Introduction to RPA & RCA

In all business sectors and industries, we are noticing an increase in repetitive and administrative tasks. Processes are becoming more complex, including many tools and systems that are often disconnected from each other. Heavy regulatory and compliance constraints require the implementation of cross-functional controls. This development clearly degrades quality, efficiency and proper use of resources. This leads to additional workload burdens for teams and departments, increases in life cycle duration impacting production, and additional costs and real risks for companies.

Robotic Process Automation (RPA) provides solutions for this situation. This technology is based on task automation by software robots, called "bots". These are programmed to reproduce and repeat the same actions as a user on a sequence of tasks framed by instructions and rules. With a fast, simple and non-invasive implementation, RPA is helping to create a new framework that updates the links between existing technologies and those who use them. 

In order to automate tasks requiring the simulation of human cognitive abilities such as reasoning and learning, some bots can use Artificial Intelligence. Image recognition, machine learning or even natural language processing gives access to data left out by conventional tools. This is Cognitive Automation (CA).

In recent years, technologies based on automation and artificial intelligence have shown that they enable significant time savings, quality increases, cost reduction and resource valorization.  

In Life Sciences and Health Industries, all departments have processes eligible for automation. From clinical research to product safety, quality assurance to supply chains, commercial operations and IT. Some players have already experienced it for many office tasks and also within critical workflows.

The transition to automation is a challenge that requires identification of benefits provided by these tools along with their uniqueness. ADN is currently working in partnership with Automation Anywhere, one of the world’s leaders in the development of these digital tools, on case studies in order to define new good practices to adopt them effectively and validate them with expertise.

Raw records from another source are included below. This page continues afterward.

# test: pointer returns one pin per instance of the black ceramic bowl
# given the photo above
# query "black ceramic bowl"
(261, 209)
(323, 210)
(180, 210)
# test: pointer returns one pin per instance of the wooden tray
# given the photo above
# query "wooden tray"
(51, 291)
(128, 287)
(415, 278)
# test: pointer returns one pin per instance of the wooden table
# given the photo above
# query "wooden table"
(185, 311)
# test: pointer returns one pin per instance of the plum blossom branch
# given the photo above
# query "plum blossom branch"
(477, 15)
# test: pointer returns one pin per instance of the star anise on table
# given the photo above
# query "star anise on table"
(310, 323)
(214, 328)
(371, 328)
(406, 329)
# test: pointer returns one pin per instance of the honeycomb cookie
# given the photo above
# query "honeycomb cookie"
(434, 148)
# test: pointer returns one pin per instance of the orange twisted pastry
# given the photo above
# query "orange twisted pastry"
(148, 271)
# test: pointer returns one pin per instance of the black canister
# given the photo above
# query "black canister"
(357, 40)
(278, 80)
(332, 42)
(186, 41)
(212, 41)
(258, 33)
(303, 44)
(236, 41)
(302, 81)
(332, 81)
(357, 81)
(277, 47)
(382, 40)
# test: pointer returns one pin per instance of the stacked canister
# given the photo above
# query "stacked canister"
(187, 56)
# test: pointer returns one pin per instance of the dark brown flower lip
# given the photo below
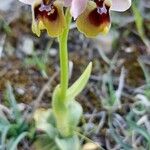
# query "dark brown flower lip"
(99, 3)
(48, 11)
(100, 15)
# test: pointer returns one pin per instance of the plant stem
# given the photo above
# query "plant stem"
(63, 54)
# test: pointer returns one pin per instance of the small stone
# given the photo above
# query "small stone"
(27, 46)
(20, 91)
(91, 146)
(5, 5)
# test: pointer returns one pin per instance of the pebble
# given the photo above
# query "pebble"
(27, 45)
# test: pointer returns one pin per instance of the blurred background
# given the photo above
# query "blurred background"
(120, 80)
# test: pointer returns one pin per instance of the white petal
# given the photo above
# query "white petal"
(120, 5)
(77, 7)
(29, 2)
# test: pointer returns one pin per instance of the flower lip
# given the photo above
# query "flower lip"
(99, 15)
(120, 5)
(46, 11)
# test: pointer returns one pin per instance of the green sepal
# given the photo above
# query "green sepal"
(79, 85)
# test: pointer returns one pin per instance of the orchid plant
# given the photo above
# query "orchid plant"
(92, 18)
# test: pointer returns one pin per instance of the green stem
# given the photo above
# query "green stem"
(63, 50)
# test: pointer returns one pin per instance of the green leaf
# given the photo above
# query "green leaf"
(71, 143)
(17, 140)
(79, 85)
(42, 118)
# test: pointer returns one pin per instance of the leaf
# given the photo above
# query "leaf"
(79, 85)
(16, 142)
(43, 142)
(41, 117)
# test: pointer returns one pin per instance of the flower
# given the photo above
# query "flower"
(47, 14)
(93, 17)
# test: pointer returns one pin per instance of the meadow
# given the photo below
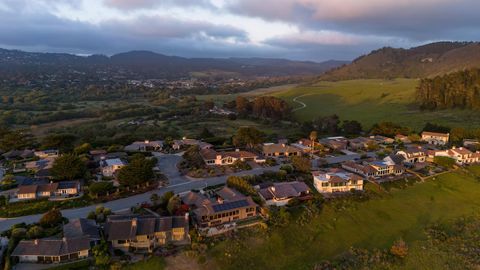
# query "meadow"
(376, 223)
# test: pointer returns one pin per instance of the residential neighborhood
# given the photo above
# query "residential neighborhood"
(335, 167)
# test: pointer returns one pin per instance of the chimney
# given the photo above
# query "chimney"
(134, 222)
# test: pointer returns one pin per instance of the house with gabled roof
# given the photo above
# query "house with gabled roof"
(280, 150)
(435, 138)
(52, 250)
(212, 157)
(336, 180)
(146, 233)
(279, 194)
(228, 206)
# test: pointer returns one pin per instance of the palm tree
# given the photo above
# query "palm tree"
(313, 137)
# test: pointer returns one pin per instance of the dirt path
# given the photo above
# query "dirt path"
(302, 105)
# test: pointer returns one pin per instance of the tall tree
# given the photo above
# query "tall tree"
(68, 167)
(248, 136)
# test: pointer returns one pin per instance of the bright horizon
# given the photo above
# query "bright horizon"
(316, 30)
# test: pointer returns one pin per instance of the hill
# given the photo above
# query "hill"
(424, 61)
(146, 64)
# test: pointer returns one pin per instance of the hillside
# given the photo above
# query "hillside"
(418, 62)
(146, 64)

Indeed, one of the key points of this transition is the establishment of a good balance between these new “digital employees” and human intervention within the workframes. It is therefore necessary to clearly identify the involved processes, to explore the opportunities and to produce proofs of concept.

In addition, like all custom software and applications, the implementation of RPA/CA in a GxP environment calls for a methodology based on risk management and robust controls. This is why the qualification of bots leans on the lifecycle of the automation scripts, with risk mitigation tests covering the system requirements, error prevention, data integrity, security and change management.

The validation of those tools distinguishes rule-based deterministic functionalities and learning-based intelligent functionalities. For cognitive bots one has to consider and supervise the life cycle of an algorithm that requires an initial learning but also has the ability to improve itself with experience once deployed. Particular attention is then paid to the quality and relevance of reference datasets, the statistical approach for the assessment of efficiency, the anticipation of changes for continuous learning systems or the monitoring of performance and deviations.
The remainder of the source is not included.